Part of getting ready is setting up the supports you’ll need to stick to treatment. Your doctor or nurse can help you.
What if I use street drugs?
People who use street drugs have the right to be offered hepatitis C treatment. It is possible for people who use drugs to take treatment and be cured. Having social supports and a safe place to stay can help. Talk about your situation with a health worker you trust.
What if I am pregnant? What if I am planning to use my sperm or eggs to have a baby?
The hepatitis C drug ribavirin can cause severe birth defects and must not be taken during pregnancy, and both partners should not use ribavirin at least 6 months before trying to get pregnant. There is not a lot of information yet about the safety of newer treatments during pregnancy.

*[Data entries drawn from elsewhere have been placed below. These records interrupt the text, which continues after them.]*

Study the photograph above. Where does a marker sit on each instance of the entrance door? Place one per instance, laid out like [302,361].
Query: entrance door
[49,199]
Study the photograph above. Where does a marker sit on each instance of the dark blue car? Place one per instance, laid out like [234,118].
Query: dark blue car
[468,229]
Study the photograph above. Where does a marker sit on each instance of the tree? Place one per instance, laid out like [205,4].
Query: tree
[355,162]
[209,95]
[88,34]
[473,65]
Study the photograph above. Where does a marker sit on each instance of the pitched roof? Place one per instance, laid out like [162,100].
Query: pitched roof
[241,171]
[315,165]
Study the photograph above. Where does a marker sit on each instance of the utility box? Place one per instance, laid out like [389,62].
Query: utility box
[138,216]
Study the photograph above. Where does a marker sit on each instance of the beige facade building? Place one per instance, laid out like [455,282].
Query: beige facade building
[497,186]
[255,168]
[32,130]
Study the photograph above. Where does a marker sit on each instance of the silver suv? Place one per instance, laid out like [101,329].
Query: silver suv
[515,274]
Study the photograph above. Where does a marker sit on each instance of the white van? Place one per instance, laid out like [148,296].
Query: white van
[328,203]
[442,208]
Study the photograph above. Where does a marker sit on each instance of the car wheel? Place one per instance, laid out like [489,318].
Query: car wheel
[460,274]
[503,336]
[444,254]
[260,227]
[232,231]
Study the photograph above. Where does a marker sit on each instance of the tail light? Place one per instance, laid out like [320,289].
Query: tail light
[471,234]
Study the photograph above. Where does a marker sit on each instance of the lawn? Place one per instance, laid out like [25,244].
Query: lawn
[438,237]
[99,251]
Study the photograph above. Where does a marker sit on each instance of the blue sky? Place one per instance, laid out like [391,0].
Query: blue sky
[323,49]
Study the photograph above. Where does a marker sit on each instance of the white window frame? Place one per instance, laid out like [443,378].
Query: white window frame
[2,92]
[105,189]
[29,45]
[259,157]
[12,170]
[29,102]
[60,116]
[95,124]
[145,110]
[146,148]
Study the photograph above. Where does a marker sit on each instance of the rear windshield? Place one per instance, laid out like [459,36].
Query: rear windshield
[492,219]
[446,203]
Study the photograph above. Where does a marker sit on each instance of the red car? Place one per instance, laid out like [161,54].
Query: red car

More questions for your doctor or nurse
- Do I have other health conditions that could affect my hepatitis C treatment?
- Will other medications or supplements, such as vitamins or herbal medicines, affect my treatment?
For more information, please see Getting ready for hepatitis C treatment.
Paying for treatment
Hepatitis C treatment is expensive. However, programs are available to help you pay for the medication, including private health insurance, drug company programs and publicly funded drug benefit programs. There are also programs run by the federal government for specific groups such as Inuit and First Nations people, people in the military, prisoners and people who got hepatitis C from a blood transfusion received between 1986 and 1990. A nurse or doctor can help you figure out if you qualify for treatment and if you can get financial support from any of these programs.
For more information, please see hepatitis C treatment coverage in your region.
Staying healthy before and after treatment
You might decide to not take treatment right away. You may need to wait to be eligible for funding programs. Some people, because liver injury happens slowly, prefer to wait. Learn more from your doctor or nurse about staying healthy while waiting for treatment.
After treatment, you need to continue to take care of your health and the health of your liver. This is true even if you are cured. Also, learn how to keep yourself and others safe from hepatitis C. Being cured doesn’t protect you from getting hepatitis C again in the future.